Sektor-sektor tersebut antara lain adalah sektor properti dan infrastruktur.

Sektor properti mendapatkan dukungan insentif berupa pelonggaran pajak pertambahan nilai (PPN) ditanggung pemerintah 100% untuk rumah seharga di bawah Rp2 miliar dan skema pembiayaan kredit pemilikan rumah (KPR) dengan uang muka hingga 0%.

Sementara itu, sektor infrastruktur mendapatkan dukungan dari kenaikan anggaran infrastruktur pemerintah. Tahun ini, anggaran infrastruktur mencapai Rp414 triliun, naik 47% dari tahun lalu yang hanya Rp281 triliun.

Sektor jasa konstruksi juga mendapatkan insentif fiskal berupa keringanan pajak penghasilan (PPh). Keringanan diberikan secara berbeda-beda untuk tiap golongan pelaku usaha. Hal yang pasti, keringanan ini bakal meningkatkan kapasitas permodalan pelaku usaha konstruksi.

Jika proyek-proyek properti dan infrastruktur meningkat, tentu konsumsi semen pun bakal melonjak. Seiring dengan itu, kinerja keuangan emiten-emiten di sektor semen pun bakal membaik.

Selain itu, ada juga sentimen lain berupa pendirian Sovereign Wealth Fund (SWF). Meskipun manfaatnya mungkin tidak akan instan tahun ini, kehadirannya bakal meningkatkan aktivitas investasi di proyek-proyek infrastruktur, yang tentu bakal turut mendorong tingkat konsumsi semen.

Konstruksi pembangunan Ibu Kota baru di Kalimantan Timur juga bakal dimulai tahun ini, sehingga tentu turut menggerek konsumsi semen domestik.

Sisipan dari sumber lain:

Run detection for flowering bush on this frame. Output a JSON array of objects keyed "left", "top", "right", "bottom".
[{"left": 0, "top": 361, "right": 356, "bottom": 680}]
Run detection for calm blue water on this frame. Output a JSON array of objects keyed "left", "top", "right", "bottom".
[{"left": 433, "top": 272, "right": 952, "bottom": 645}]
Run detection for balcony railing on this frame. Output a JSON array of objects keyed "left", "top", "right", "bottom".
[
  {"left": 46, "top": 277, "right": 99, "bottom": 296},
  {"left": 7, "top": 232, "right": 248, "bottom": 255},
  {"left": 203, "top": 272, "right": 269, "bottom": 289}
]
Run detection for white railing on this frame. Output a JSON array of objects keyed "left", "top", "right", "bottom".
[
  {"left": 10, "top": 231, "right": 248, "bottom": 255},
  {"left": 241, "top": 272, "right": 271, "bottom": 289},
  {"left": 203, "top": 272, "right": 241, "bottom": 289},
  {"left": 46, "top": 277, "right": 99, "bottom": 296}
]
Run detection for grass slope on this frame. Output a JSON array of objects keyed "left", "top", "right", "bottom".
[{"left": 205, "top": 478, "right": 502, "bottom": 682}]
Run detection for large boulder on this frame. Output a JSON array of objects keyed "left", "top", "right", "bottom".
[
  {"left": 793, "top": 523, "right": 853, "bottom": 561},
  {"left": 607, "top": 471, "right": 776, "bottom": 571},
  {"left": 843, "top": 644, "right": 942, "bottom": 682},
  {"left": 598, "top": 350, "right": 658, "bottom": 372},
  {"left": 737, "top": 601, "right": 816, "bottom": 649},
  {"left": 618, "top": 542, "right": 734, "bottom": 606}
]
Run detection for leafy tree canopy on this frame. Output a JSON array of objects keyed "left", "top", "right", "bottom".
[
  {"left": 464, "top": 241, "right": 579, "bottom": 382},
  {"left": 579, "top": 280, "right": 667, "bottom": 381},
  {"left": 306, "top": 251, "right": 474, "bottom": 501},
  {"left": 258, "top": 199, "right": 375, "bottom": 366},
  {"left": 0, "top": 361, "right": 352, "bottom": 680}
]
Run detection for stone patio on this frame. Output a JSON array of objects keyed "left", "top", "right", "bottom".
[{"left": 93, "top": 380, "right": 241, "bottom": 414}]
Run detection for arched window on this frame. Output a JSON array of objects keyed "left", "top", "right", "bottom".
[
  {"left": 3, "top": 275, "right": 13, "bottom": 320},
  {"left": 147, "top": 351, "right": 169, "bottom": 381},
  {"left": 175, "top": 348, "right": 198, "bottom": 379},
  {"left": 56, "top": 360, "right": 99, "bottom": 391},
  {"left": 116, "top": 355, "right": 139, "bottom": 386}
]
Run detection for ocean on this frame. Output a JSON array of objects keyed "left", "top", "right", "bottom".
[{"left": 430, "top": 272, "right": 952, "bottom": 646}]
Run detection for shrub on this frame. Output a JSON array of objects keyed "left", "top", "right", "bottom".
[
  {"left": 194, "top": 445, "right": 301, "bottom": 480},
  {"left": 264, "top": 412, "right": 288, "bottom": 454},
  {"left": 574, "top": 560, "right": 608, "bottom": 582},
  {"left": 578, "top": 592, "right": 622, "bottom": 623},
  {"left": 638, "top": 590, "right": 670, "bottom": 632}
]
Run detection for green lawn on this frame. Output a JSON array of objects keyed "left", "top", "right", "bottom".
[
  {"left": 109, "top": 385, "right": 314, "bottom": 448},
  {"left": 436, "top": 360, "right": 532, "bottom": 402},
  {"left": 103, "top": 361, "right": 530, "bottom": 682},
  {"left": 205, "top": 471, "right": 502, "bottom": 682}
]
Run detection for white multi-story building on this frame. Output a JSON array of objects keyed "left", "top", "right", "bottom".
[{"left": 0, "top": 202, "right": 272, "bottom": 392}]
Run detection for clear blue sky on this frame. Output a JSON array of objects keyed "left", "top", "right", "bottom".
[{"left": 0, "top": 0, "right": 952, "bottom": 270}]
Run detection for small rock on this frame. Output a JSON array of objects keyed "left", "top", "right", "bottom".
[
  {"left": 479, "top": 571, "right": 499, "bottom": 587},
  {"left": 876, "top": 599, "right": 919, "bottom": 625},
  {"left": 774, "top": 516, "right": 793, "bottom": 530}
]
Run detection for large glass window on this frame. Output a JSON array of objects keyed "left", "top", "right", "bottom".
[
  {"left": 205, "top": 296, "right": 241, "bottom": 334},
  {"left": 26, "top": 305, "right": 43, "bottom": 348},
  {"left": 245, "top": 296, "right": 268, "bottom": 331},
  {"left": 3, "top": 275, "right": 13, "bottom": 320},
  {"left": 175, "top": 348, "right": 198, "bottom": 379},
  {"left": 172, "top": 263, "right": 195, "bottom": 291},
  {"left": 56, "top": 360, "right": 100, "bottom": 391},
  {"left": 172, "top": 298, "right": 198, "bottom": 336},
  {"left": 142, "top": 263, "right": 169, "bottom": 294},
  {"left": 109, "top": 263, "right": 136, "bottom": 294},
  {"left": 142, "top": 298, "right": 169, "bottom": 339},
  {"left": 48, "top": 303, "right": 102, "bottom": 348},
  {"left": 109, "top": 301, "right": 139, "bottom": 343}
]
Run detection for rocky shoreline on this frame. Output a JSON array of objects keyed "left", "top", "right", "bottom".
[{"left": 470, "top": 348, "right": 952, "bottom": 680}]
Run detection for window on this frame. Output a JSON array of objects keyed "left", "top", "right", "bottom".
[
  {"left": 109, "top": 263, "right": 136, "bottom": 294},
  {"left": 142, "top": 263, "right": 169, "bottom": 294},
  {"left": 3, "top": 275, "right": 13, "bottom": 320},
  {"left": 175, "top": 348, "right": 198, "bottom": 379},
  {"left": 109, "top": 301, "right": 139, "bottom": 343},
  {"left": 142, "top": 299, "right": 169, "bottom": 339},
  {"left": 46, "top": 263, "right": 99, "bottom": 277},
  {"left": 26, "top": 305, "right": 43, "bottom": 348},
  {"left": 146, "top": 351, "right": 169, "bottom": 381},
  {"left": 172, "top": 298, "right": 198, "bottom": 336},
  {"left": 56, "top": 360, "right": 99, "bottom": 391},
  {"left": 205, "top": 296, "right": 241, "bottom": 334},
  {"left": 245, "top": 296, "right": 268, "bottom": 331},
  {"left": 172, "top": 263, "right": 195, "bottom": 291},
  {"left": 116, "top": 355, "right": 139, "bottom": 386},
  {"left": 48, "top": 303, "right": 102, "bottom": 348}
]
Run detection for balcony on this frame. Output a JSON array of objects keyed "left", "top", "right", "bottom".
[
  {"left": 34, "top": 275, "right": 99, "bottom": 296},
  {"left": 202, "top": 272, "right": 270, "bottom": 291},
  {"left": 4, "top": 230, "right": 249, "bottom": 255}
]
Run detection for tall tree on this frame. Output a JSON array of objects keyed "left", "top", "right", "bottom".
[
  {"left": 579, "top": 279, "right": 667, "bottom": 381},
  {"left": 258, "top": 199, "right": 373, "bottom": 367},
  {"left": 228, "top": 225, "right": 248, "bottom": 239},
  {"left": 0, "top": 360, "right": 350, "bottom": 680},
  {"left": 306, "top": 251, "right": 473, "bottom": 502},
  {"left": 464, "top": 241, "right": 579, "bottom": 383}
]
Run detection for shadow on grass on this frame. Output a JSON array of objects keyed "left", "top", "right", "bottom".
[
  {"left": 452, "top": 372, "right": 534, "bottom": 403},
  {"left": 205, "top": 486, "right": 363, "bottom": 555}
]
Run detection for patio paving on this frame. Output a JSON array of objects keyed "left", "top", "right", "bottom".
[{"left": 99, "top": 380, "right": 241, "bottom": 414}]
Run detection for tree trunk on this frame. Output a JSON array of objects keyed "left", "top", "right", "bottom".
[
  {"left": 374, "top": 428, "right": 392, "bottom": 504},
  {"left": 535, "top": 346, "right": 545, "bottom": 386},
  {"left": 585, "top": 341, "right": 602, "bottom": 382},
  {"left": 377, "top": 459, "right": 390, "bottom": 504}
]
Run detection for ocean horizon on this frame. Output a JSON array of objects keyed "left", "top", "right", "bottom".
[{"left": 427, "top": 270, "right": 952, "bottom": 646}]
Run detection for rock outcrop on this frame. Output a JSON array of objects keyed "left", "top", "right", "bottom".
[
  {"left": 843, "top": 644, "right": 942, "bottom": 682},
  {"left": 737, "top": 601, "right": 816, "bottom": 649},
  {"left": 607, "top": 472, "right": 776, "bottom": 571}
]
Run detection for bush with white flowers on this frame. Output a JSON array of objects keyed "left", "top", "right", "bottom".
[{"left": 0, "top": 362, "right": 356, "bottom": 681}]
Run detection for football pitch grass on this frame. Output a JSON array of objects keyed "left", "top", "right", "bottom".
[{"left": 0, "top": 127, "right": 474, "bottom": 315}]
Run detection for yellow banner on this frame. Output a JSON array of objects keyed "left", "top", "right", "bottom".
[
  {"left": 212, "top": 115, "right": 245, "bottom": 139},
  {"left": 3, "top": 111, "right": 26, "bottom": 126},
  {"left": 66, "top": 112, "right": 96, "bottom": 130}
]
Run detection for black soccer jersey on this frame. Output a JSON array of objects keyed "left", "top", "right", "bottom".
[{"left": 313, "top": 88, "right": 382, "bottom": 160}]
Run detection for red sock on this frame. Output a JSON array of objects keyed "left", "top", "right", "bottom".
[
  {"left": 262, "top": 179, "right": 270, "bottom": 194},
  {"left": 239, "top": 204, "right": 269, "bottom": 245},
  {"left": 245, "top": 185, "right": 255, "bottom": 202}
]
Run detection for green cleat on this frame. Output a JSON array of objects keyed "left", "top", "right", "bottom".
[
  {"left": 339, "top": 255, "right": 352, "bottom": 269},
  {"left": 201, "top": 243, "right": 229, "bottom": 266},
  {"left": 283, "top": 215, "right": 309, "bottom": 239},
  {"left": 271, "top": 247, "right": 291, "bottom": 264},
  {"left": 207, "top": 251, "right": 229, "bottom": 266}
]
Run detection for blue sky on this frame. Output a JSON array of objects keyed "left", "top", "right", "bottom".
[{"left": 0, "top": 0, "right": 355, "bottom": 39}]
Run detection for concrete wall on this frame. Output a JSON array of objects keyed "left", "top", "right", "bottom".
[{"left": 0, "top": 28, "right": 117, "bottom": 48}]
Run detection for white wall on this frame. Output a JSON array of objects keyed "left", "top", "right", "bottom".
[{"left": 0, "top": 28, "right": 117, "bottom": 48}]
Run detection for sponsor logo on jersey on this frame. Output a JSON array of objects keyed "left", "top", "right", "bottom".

Rencananya, proyek ini akan dikebut mulai 2021 hingga 2024 nanti.

Faktor-faktor ini, ditambah dengan ekspektasi pemulihan ekonomi seiring dengan proses vaksinasi dan pembukaan kembali aktivitas sosial, cukup untuk menjadi alasan untuk meyakini bakal membaiknya kinerja emiten semen tahun ini.

Benar saja. Jika mengacu pada data Asosiasi Semen Indonesia (ASI), pada Maret 2021, tingkat konsumsi semen bahkan naik 23% dibanding Maret 2020 lalu menjadi 6,62 juta ton (year on year/yoy). Konsumsi domestik naik 11,4% yoy menjadi 5,33 juta ton, sedangkan ekspornya naik 120% menjadi 1,28 juta ton.

Sementara itu, untuk periode 3 bulan pertama tahun ini atau sepanjang kuartal I/2021, konsumsi semen mencapai 18,19 juta ton, meningkat 14,1% yoy dari tingkat konsumsi pada kuartal pertama tahun lalu.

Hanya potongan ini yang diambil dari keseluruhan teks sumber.